The virtual currency is highly prized by criminal networks because it cannot be traced and is now being acquired by blue-chip companies to pay ransoms, according to a leading IT expert.
On Friday, hackers attacked the Web sites of a number of leading online companies including Twitter, Spotify and Reddit. They used special code to harness the power of hundreds of thousands of Internet-connected home devices, such as CCTV cameras and printers, to launch attacks through a US company called Dyn that provides online directory services.
There is no evidence that Dyn was the subject of extortion demands, but it has become apparent that hackers have been using the code to threaten other businesses into paying them with bitcoins or risk being the target of similar attacks.
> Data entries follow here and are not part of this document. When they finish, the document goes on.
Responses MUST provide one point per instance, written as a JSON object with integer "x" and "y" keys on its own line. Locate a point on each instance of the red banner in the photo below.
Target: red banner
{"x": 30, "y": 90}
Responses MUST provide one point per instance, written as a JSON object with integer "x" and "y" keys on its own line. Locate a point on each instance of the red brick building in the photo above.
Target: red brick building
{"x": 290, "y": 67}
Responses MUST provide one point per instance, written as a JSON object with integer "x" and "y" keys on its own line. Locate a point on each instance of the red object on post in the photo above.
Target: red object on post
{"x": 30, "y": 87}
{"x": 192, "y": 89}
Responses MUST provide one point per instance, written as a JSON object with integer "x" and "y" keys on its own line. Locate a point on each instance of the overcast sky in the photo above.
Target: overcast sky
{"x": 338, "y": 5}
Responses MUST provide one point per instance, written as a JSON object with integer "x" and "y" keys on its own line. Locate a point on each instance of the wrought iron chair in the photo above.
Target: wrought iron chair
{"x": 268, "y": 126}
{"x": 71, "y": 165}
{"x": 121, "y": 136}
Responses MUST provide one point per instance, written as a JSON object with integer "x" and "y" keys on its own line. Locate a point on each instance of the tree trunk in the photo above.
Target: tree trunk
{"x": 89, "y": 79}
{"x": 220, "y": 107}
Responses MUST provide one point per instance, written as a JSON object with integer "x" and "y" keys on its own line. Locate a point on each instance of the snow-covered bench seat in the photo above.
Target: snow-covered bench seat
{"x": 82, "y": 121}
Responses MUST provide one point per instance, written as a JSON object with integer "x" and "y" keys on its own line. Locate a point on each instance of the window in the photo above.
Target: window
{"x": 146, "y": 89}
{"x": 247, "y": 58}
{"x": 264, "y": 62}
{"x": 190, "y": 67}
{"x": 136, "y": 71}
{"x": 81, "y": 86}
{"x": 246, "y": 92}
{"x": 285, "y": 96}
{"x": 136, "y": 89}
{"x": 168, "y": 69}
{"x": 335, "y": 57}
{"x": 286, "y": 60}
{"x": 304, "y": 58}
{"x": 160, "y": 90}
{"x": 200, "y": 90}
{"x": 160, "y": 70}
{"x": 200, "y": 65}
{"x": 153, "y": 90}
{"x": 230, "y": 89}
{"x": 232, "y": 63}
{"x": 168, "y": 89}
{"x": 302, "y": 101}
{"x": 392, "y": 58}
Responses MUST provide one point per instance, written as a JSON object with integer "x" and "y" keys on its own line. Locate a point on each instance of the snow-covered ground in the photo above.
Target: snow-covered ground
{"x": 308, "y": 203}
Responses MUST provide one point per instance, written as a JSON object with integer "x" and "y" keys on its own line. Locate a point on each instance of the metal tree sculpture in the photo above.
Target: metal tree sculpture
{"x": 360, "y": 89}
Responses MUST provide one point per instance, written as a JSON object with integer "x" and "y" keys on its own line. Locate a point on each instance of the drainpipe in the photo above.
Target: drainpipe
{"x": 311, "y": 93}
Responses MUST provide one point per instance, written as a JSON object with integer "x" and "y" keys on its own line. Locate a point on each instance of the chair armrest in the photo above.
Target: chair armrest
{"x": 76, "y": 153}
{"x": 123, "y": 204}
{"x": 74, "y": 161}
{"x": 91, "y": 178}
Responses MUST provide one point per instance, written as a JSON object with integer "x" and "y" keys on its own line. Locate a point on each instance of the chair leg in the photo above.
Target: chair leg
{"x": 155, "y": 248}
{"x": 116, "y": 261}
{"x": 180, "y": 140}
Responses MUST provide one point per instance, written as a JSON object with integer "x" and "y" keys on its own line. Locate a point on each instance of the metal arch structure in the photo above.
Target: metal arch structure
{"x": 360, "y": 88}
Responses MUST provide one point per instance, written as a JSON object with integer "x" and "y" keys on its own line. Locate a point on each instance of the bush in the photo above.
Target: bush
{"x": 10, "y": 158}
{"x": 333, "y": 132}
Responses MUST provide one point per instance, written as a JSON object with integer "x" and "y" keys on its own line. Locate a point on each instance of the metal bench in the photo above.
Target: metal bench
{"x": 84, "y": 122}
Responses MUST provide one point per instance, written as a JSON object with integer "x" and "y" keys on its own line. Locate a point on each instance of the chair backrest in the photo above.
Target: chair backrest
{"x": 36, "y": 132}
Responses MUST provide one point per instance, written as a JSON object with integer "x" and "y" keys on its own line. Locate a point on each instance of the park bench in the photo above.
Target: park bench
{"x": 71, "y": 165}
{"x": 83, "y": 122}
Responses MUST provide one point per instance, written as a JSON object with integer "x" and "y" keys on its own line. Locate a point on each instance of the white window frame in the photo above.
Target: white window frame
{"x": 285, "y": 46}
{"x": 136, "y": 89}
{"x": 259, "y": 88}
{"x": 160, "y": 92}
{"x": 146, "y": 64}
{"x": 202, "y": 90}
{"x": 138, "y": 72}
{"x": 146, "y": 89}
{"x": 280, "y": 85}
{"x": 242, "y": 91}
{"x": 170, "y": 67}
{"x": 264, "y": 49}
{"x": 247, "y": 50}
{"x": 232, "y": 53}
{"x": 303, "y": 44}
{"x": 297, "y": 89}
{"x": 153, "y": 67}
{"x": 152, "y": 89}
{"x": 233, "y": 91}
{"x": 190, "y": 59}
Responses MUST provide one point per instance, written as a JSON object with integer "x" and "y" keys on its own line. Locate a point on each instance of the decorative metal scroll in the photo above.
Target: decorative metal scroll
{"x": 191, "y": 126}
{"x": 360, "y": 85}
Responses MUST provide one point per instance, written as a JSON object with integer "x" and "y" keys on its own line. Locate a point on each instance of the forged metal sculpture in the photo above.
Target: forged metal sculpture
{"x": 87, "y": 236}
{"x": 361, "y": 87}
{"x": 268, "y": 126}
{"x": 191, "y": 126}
Simon Moores, a former technology ambassador for the British government, visiting lecturer in applied sciences and computing at Canterbury Christ Church University, and chair of the annual international eCrime Congress — a global body for IT professionals to discuss the threat — said the scale and the ferocity of the attacks mean some banks are deciding it would be cheaper to simply pay the criminals off.
“The police will concede that they don’t have the resources available to deal with this because of the significant growth in the number of attacks,” Moores said. “From a purely pragmatic perspective, financial institutions are now exploring the need to maintain stocks of bitcoin in the unfortunate event that they themselves become the target of a high-intensity attack.”
Moores declined to identify the banks buying up bitcoins, but it is understood senior police officers have been made aware of the practice.
Telecoms provider TalkTalk lost 101,000 customers and suffered costs of £60 million (US$73.4 million) as a result of a cyberattack last year.
“Big companies are now starting to worry that an attack is no longer an information security issue, it’s a board and shareholder and customer confidence issue,” Moores said. “What we are seeing is the weaponization of these [hacking] tools.”
Cybercriminal gangs have been known to extort bitcoins from the large Web hosting providers in return for not launching a distributed denial of service (DDoS) attack — when large amounts of data are directed against a company’s IT infrastucture.
In recent months, DDoS attacks have seen about 600 gigabits of data per second being directed at targets — more than enough to bring most Web sites down.
“Once it goes above a terabit, that wipes out any protection, no current protection systems can deal with that sort of flood,” Moore said.
There are also fears that criminal gangs could seek to escalate their targets. Earlier this year, the IT systems of a German nuclear power station were compromised. Governments have become so worried about the threat to critical infrastructure that they are taking evasive action.
The Singaporean government has taken some of its services off the Web and three years ago the Kremlin reintroduced typewriters.
Moores predicted a “Lehman Brothers moment” was on the cards.
“We’ve got to come to grips with this. Everybody’s over exposed,” he said.